Well Tulsa's got casinos going for them...

----------


## Plutonic Panda

What's with all the palm trees, are they going to cover them up in the winter?

----------


## Mississippi Blues

> Very cool! However, I like how the renderings show the Arkansas River as some flowing blue jewel. They forgot to add the sandbars and brownish-green water.


Yeah, the project is cool & the hotel tower is pretty, but the river will rarely, if ever, look that pretty.

----------


## Snowman

> It's also directly next to the ORU campus, which is very ironic.


Reminds me of a US Marine either batalion or company, known as the "Saints and Sinners" because they are based in Salt Lake City and Las Vegas

----------


## dmoor82

Nice casino tower and development.
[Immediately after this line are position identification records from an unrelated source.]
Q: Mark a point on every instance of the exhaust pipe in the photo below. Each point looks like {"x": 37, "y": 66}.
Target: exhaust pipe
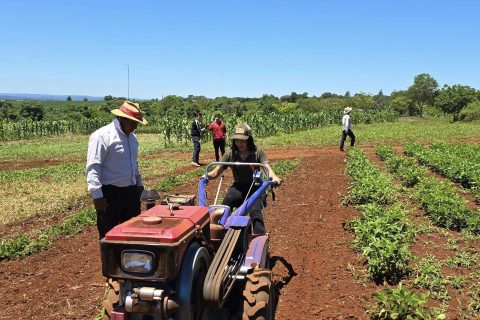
{"x": 149, "y": 300}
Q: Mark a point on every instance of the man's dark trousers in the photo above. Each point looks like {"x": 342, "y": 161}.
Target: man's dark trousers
{"x": 123, "y": 203}
{"x": 344, "y": 137}
{"x": 196, "y": 149}
{"x": 218, "y": 144}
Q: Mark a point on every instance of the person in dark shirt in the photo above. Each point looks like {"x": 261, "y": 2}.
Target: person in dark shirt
{"x": 219, "y": 132}
{"x": 244, "y": 150}
{"x": 196, "y": 131}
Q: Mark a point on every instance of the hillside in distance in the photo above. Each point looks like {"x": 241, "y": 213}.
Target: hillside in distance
{"x": 45, "y": 97}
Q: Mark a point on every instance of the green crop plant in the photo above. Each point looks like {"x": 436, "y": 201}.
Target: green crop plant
{"x": 427, "y": 275}
{"x": 400, "y": 304}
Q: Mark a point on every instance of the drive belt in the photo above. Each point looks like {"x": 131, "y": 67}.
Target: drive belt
{"x": 214, "y": 289}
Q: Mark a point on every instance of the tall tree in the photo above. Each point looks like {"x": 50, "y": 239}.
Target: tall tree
{"x": 32, "y": 110}
{"x": 453, "y": 99}
{"x": 423, "y": 90}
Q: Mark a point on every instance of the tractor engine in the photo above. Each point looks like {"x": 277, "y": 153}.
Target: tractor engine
{"x": 145, "y": 256}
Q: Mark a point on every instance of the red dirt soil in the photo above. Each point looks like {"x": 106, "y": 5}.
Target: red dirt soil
{"x": 310, "y": 251}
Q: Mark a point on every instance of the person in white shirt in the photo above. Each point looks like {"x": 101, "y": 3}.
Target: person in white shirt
{"x": 113, "y": 178}
{"x": 196, "y": 133}
{"x": 347, "y": 128}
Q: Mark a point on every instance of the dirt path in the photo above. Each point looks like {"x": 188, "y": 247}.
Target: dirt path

Yeah T Town!

----------


## bchris02

Looks like an amazing development.  This looks to be first class.  I kind of wish OKC would get something like this.

----------


## Pete

Here is the reality of the river in that area:

----------


## bchris02

> Here is the reality of the river in that area:


That is one thing about Tulsa.  Despite having a potentially impressive riverfront, it is pretty dry most of the time and not very appealing.  That same Arkansas River in Little Rock, just a little ways east, is beautiful and a major asset.

----------


## adaniel

> Looks like an amazing development.  This looks to be first class.  I kind of wish OKC would get something like this.


I will take a quality office development in the core over a hotel attached to a gaudy indian casino overlooking a sandbar any day of the week.

----------


## Snowman

I guess they are proposing on converting some of that sandbar to something they can build on and landscape, what is currently above the flood plane does not look wide enough to build what they are proposing.

----------


## kevinpate

At some point Tulsa may find a way to reduce their internal political bickering and come up with a way to have the river look better year round.  After all, OKC turned their a mowable ditch into something worthy of notice.

----------


## CuatrodeMayo

Tacky.

----------


## Dustin

The tower is beautiful

----------


## BG918

> Here is the reality of the river in that area:


Part of the year, yes.  The low water dam planned for south of the Creek turnpike bridge will make it more like this outside of spring/early summer:


Turkey Mtn a mile to the north with a full river

----------


## ThomPaine

> What's with all the palm trees, are they going to cover them up in the winter?


Maybe...
Artificial Palm Trees, Fake Palm Trees, Artificial Tropical Palm Trees, Lighted Palm Trees - Tropical Palm Trees  ???

----------


## OKCisOK4me

http://riverprojectstulsa.info/wp-co...ugh%208.11.pdf

View pages 15 & 16.

----------


## venture

What? People expect a real river in Oklahoma year round? :-P

----------


## Mel

Same story, just a another angle.:Creek Nation casino expansion billed 'game changer'

----------


## BG918

> “If this isn't a brilliant PR campaign by the [Muscogee (Creek) Nation] to bring water to the river, I don't know what is," Margaritaville CEO John Cohlan said. “I would say, Mr. Mayor, that we bring the palm trees and the sand, but we’re missing one key ingredient here and that would be the water.”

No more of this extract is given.